4.Het verzoek tot wraking van de wrakingskamer

4.1
Op grond van artikel 4, tweede lid, aanhef en onder h, en derde lid, van het Wrakingsprotocol rechtbank Zeeland-West-Brabant per 1 april 2021 kan de wrakingskamer een tegen haar gericht verzoek tot wraking buiten behandeling laten als sprake is van evident misbruik van recht. Deze situatie doet zich hier voor gelet op het volgende.
4.2
De voorzitter van de wrakingskamer is in het nevenfunctieregister vindbaar als “ [voorletters01] Peters”. Het bericht van de wrakingskamer aan verzoeksters dat de voorzitter vindbaar is als “ [voorletter02] Peters” kan dan ook niet tot daadwerkelijke onduidelijkheid hebben geleid. Dit geldt eens temeer aangezien op de website van de rechtbank te lezen is dat “ [voornaam01] Peters” de voorzitter van de wrakingskamer is [1] en geen andere rechters met dezelfde achternaam bij deze rechtbank werkzaam zijn (anders dan een rechter-plaatsvervanger met [voorletters02] die bovendien volgens het nevenfunctieregister momenteel niet wordt ingezet).
4.3
Al op vrijdag 26 mei 2023 om 11:50 uur is aan verzoeksters meegedeeld dat het verzoek om de zitting van de wrakingskamer via een beeldverbinding te houden is afgewezen, en is daarbij een toelichting gegeven. Gelet daarop kan het verzoek tot wraking van de wrakingskamer, dat ongeveer een uur voorafgaand aan de zitting is ingediend en dat gebaseerd is op de stelling dat niet duidelijk is waarom het verzoek tot het houden van een zitting via beeldverbinding is afgewezen, niet anders worden uitgelegd dan als een poging om de voortgang van de wrakingszaak te belemmeren. Het verzoek ziet daarmee niet op de onpartijdigheid van de wrakingsrechters en is aldus ingezet voor een doel waarvoor het middel van wraking evident niet is bedoeld.
4.4
De wrakingskamer heeft pas na afloop van de behandeling van het wrakingsverzoek tegen de rechter kennis kunnen nemen van het hiervoor vermelde, herhaalde verzoek, dat op 14:48 uur is verstuurd. De inhoud van dit wrakingsverzoek geeft geen reden voor een ander oordeel.
4.5
Dit brengt met zich dat het verzoek tot wraking van de wrakingskamer buiten behandeling wordt gelaten en dat de wrakingskamer overgaat tot beoordeling van het wrakingsverzoek jegens de rechter.
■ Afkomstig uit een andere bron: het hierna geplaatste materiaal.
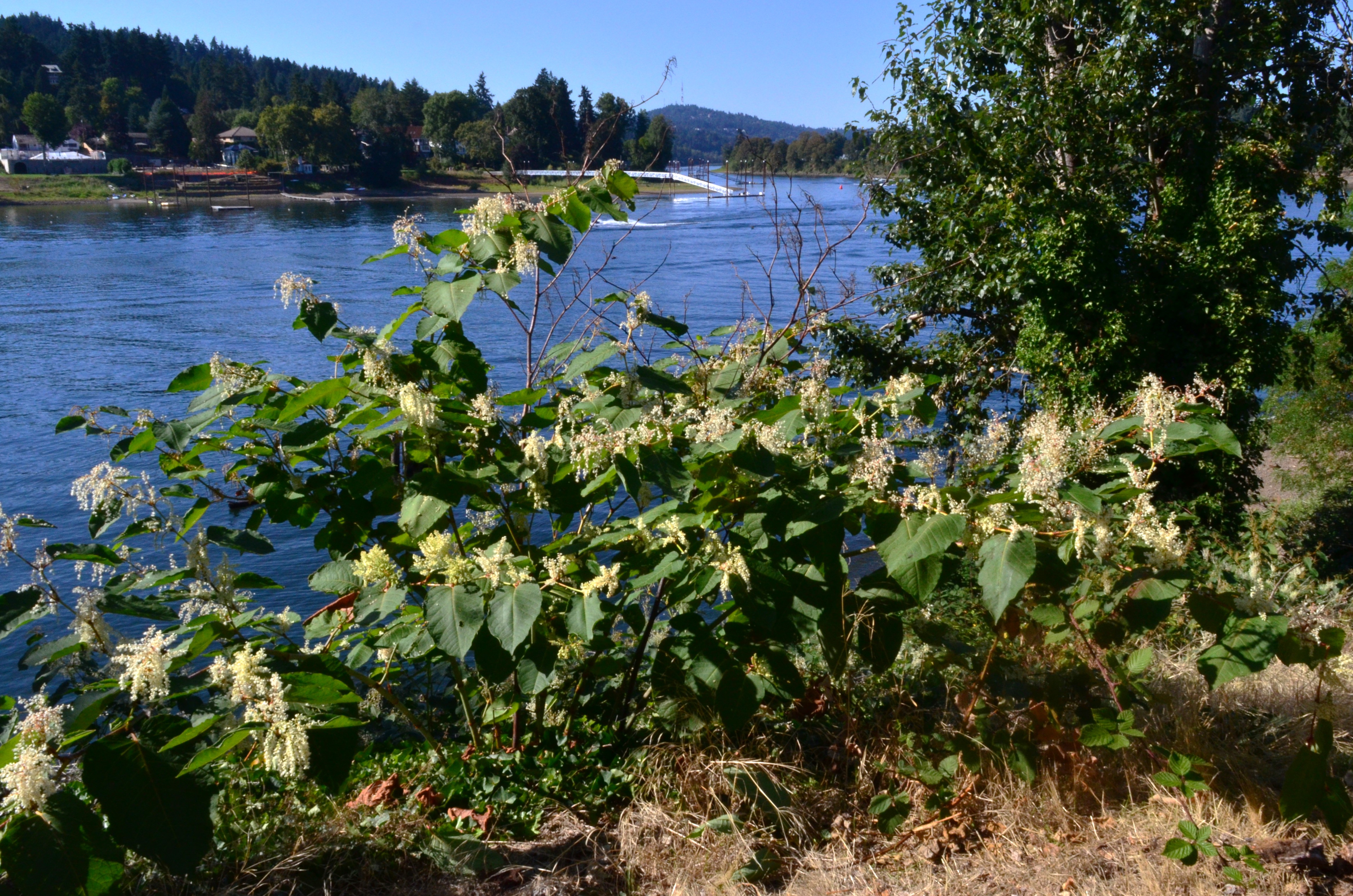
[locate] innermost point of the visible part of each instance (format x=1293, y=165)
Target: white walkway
x=647, y=175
5.Het standpunt van verzoeksters

5.1
Volgens verzoeksters heeft de rechter om twee redenen de schijn van partijdigheid gewekt.
5.2
De rechter is recentelijk en direct voorafgaand aan haar werkzaamheden als rechter, werkzaam geweest bij de Belastingdienst als Inspecteur Vpb. [2] Aldus heeft zij het standpunt van de wederpartij in de hoofdzaak over ‘eHerkenning’ in die periode uitgevoerd en verdedigd.
5.3
De rechter heeft verzoeksters, althans hun vertegenwoordiger, in een onmogelijke positie gebracht door te verlangen dat er privacygevoelige medische gegevens worden overgelegd, terwijl zij niet tot het overleggen daarvan gehouden zijn en de rechter deze als niet-medicus niet kan beoordelen.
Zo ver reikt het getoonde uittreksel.